Heut fand sich ein interessanter Artikel zur Blogkultur in der faznet: “So wahr mir Blog helfe”. In ihm beleuchtet die Autorin Katja Gelinski die Unterschiede zwischen amerikanischer und deutscher Blogkultur im Bereich von Justitia.
Vorallem die unterschiedliche Art der Debattierung und Wahrheitsfindung wird als Ursache für das differente Verhalten Deutschland versus USA in solchen Blogs ausgemacht:
In den Vereinigten Staaten sei die juristische Blogkultur dadurch befördert worden, dass die Amerikaner ein stärkeres politisches Grundrechtsverständnis und die Verfassungsrechtler weniger Scheu vor der Beteiligung an politischen Kontroversen hätten.

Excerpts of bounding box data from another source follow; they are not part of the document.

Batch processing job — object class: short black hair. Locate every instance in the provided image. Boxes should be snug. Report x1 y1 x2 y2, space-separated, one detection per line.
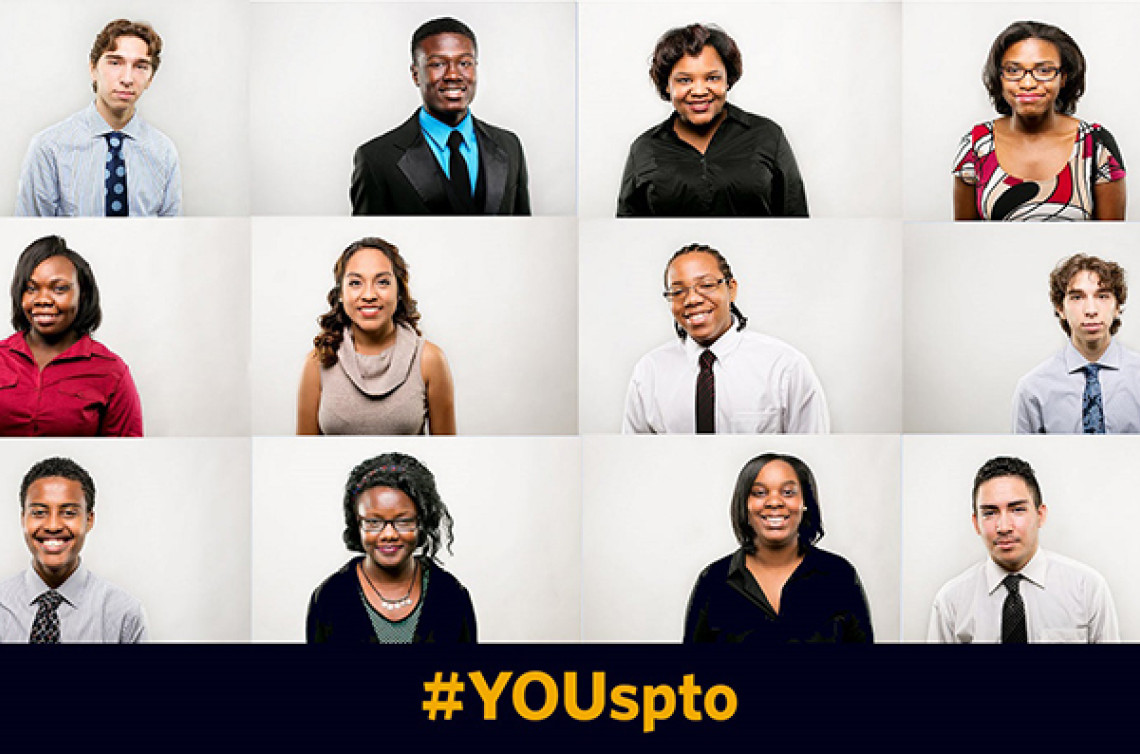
19 456 95 513
728 453 823 554
974 455 1042 514
982 21 1085 115
343 453 454 560
11 236 103 335
412 16 479 63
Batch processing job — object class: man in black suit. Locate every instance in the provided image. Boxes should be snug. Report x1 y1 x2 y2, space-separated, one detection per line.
349 18 530 214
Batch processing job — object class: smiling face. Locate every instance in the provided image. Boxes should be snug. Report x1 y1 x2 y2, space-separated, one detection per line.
91 35 154 125
666 251 736 346
21 257 80 343
974 477 1048 571
21 477 95 587
412 32 478 125
1057 269 1121 357
357 487 418 574
1001 38 1065 117
668 44 728 128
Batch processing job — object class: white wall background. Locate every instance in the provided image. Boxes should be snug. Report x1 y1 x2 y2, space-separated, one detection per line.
0 0 250 216
252 218 578 435
578 219 902 432
581 436 899 641
250 2 576 214
578 2 902 218
0 439 250 642
902 2 1140 220
902 436 1140 641
253 437 580 641
903 222 1140 433
0 218 250 437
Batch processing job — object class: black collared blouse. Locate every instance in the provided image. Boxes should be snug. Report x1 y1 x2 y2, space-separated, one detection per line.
685 545 874 643
618 105 807 217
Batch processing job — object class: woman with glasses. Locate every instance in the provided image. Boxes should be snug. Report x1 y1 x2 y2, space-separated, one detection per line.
952 21 1125 221
306 453 477 644
618 24 807 217
685 453 874 643
296 238 455 435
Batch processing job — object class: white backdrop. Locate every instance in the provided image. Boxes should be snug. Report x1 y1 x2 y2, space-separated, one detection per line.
578 2 902 218
903 222 1140 433
578 219 902 432
253 437 581 642
0 439 250 642
581 436 899 641
902 436 1140 641
250 2 576 214
0 218 250 437
0 0 250 216
252 218 578 435
902 2 1140 220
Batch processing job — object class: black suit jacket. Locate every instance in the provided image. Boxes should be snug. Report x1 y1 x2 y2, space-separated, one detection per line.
349 111 530 214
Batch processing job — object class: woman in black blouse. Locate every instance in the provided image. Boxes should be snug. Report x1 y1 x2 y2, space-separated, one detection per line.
618 24 807 217
685 453 874 643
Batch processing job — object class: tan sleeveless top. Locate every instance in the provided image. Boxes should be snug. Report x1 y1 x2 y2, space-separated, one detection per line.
317 325 428 435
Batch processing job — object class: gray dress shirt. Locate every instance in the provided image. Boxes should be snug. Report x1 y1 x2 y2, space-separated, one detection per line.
927 549 1121 644
1013 339 1140 435
0 562 147 644
16 103 182 217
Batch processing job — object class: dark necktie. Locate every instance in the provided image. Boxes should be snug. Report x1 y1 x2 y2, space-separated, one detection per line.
697 348 716 435
447 131 471 202
103 131 129 217
1001 574 1029 644
27 589 64 644
1081 364 1105 435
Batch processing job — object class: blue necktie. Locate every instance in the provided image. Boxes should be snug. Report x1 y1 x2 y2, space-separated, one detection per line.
103 131 129 217
1081 364 1105 435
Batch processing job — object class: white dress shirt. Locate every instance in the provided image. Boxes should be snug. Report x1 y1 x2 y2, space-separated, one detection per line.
0 562 147 644
621 321 831 435
16 103 182 217
1013 339 1140 435
927 549 1121 644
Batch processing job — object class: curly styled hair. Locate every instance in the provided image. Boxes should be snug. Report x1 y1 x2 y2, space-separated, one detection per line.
312 236 422 368
1049 253 1129 335
343 453 455 561
11 236 103 337
728 453 823 554
982 21 1085 115
665 243 748 340
649 24 744 102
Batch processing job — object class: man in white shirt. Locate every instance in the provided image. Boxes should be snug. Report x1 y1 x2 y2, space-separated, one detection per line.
1013 254 1140 435
621 244 830 433
927 457 1121 643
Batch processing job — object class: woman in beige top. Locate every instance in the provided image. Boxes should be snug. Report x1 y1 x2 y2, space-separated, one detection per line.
296 238 455 435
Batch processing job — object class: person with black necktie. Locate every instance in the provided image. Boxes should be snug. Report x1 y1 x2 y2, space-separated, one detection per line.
349 17 530 214
0 457 147 644
621 243 831 435
927 456 1121 644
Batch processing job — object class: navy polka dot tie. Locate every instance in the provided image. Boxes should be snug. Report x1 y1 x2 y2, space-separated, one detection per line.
103 131 129 217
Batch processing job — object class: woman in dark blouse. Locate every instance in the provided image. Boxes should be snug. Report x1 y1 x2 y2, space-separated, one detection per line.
618 24 807 217
685 453 874 643
304 453 477 644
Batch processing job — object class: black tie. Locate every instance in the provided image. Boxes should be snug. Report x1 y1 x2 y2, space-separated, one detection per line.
27 589 64 644
1001 574 1029 644
697 348 716 435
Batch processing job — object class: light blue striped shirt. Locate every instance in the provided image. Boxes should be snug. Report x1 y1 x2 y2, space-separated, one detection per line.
16 102 182 217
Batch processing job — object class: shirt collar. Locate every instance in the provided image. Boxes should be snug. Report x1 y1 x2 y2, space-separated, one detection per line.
420 107 475 149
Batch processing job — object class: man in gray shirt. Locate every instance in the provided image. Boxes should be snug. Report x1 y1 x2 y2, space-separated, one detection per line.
1013 254 1140 435
0 459 147 643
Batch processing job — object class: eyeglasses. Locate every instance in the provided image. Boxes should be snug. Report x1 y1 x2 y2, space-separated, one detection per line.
357 517 420 534
1001 63 1061 83
661 277 730 301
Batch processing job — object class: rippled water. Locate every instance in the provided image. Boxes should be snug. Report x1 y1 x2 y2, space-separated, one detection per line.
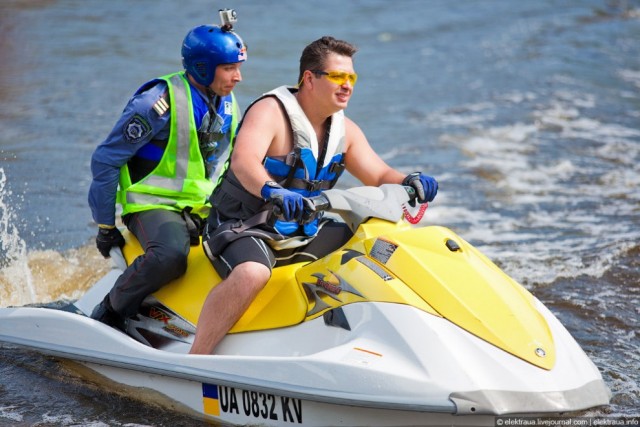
0 0 640 426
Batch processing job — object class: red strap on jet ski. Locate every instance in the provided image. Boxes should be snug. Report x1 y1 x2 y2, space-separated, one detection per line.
402 203 429 224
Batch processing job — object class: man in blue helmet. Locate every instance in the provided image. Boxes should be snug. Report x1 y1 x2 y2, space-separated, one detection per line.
191 36 438 354
89 15 247 330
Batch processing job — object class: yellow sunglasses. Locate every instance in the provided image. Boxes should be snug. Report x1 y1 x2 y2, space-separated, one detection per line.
309 70 358 86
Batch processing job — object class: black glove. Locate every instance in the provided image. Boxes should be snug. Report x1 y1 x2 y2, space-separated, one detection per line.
96 227 124 258
402 172 438 203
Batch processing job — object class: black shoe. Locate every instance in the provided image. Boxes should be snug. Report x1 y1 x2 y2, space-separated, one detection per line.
91 294 127 332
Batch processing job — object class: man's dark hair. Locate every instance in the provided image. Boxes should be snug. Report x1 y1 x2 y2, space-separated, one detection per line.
298 36 358 85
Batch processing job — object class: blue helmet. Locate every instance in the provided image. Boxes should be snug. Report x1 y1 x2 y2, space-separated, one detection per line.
182 25 247 86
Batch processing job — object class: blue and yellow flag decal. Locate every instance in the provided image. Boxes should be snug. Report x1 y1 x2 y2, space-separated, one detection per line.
202 383 220 417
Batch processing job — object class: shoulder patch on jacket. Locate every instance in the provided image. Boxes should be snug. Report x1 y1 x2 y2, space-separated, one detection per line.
122 114 151 144
153 96 169 117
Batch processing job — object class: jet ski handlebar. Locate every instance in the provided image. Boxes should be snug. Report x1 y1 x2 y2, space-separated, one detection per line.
272 184 417 231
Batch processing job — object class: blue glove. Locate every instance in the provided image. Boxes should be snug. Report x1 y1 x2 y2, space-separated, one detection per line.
402 172 438 203
260 181 305 221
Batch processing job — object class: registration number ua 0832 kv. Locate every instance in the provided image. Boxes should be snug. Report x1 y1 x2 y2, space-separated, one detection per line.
202 384 303 424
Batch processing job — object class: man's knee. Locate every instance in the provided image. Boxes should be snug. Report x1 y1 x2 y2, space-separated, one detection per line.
229 262 271 290
147 247 189 280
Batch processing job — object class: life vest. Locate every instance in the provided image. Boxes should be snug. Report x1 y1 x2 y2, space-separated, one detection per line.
212 86 345 236
118 72 239 218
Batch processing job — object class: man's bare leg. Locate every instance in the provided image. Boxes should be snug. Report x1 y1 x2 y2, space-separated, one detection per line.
189 262 271 354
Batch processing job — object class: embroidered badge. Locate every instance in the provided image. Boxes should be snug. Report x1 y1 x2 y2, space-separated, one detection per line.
122 114 151 144
224 101 233 114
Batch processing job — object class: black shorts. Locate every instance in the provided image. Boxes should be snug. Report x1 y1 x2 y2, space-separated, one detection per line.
211 220 353 278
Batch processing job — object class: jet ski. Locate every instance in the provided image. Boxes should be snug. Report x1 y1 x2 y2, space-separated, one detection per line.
0 184 610 426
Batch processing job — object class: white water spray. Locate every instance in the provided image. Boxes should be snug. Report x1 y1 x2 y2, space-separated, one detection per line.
0 168 36 307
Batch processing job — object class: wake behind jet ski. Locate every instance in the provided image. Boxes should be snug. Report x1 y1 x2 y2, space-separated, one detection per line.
0 184 610 426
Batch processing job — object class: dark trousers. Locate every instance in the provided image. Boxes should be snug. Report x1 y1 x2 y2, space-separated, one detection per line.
109 209 190 317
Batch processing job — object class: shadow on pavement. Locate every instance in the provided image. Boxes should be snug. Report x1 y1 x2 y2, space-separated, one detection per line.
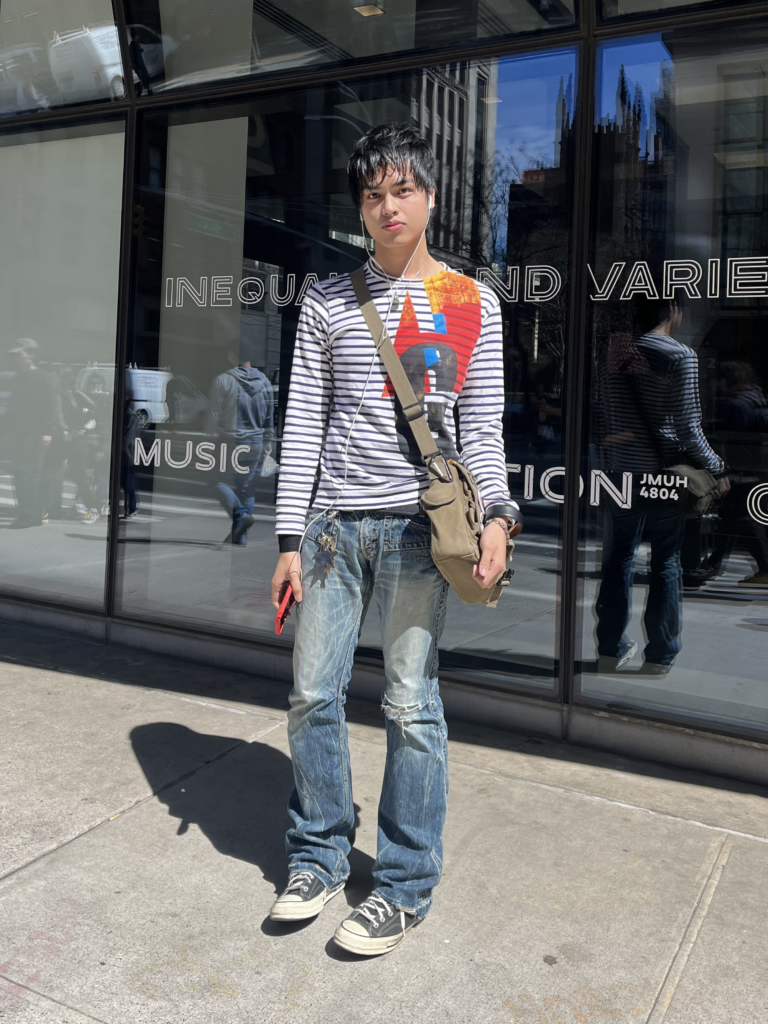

… gebe es in den Vereinigten Staaten eine wissenschaftliche Debattenkultur, die zum Bloggen regelrecht einlade.
Der Wahrheits- und Wissenschaftsanspruch der deutschen Staatsrechtslehre und die auf Homogenität zielende Dogmatik vertrügen sich mit der Blogkultur, die ja von Opposition, Spontaneität und Zuspitzungen lebe, weniger gut.
Die Funktion der juristischen Blogkultur in den USA finde ich total spannend:
Im Streit über die Methoden der Terrorismusbekämpfung oder auch in der gegenwärtigen Debatte über Finanzmarktregulierung haben gute Verfassungsrechts-Blogs eine Art Brückenfunktion zwischen Politik und Wissenschaft übernommen: als akademische Vorhöfe, Debattier- und Experimentierfelder, auf denen amerikanische Verfassungsrechtler Thesen entwickeln, testen und auch wieder verwerfen.
Auch wenn auch dort nicht alles Gold ist, was glänzt – auch da gibt es Blogger mit Tunnelblick und “Besessene vom Rand” (Zitat Tom Goldstein) – finde ich diese Streitkultur anregend, spannend und wichtig. Sie dient der Meinungsfindung und zumindest bei mir auch der Sortierung des eigenen Geistes und der schnellen und direkten Reflektierung von Ideen und Gedanken.
Aber ich denke, wir sind einfach noch nicht so weit. Wie im Artikel der faznet erwähnt, nutzen wir noch eher traditionelle Medien und publizieren eher wissenschaftliche Artikel als uns fachlich fundiert in einem Blog auszutauschen. Das ist bei den Steuerberatern wohl ähnlich wie bei den Juristen. Man muss nur mal “Steuerblog” googlen. Da findet man den Blog einer Kanzlei, der eher einem fachliche korrekten Mandantenrundschreiben als einem Blog ähnelt. Kommentare hab ich auf den ersten und zweiten Blick keine gefunden. Der nächste gestaltet sich als Link-liste. Und noch krasser fand ich den hier, bei dem Kommentare gleich ganz deaktiviert wurden. Sehr schade. Warum? Der Blog als reines Marketinginstrument? Angst vor Meinungen? Angst, dass einer mehr weiß? Oder Angst, zuviel vom eigenen Wissen preiszugeben?
Selbst hier zum Thema Steuergerechtigkeit: ein einsamer bestimmender Autor mit Artikeln, die zum Teil wieder eher einer Publikation ähneln und vorallem Null Kommentare.
Was ist in diesen Blogs anders als z.B. im ScienceBlogs.de? Sind Wissenschafter diskussionsfreudiger und oppositionsfreudiger als Steuerberater und Juristen?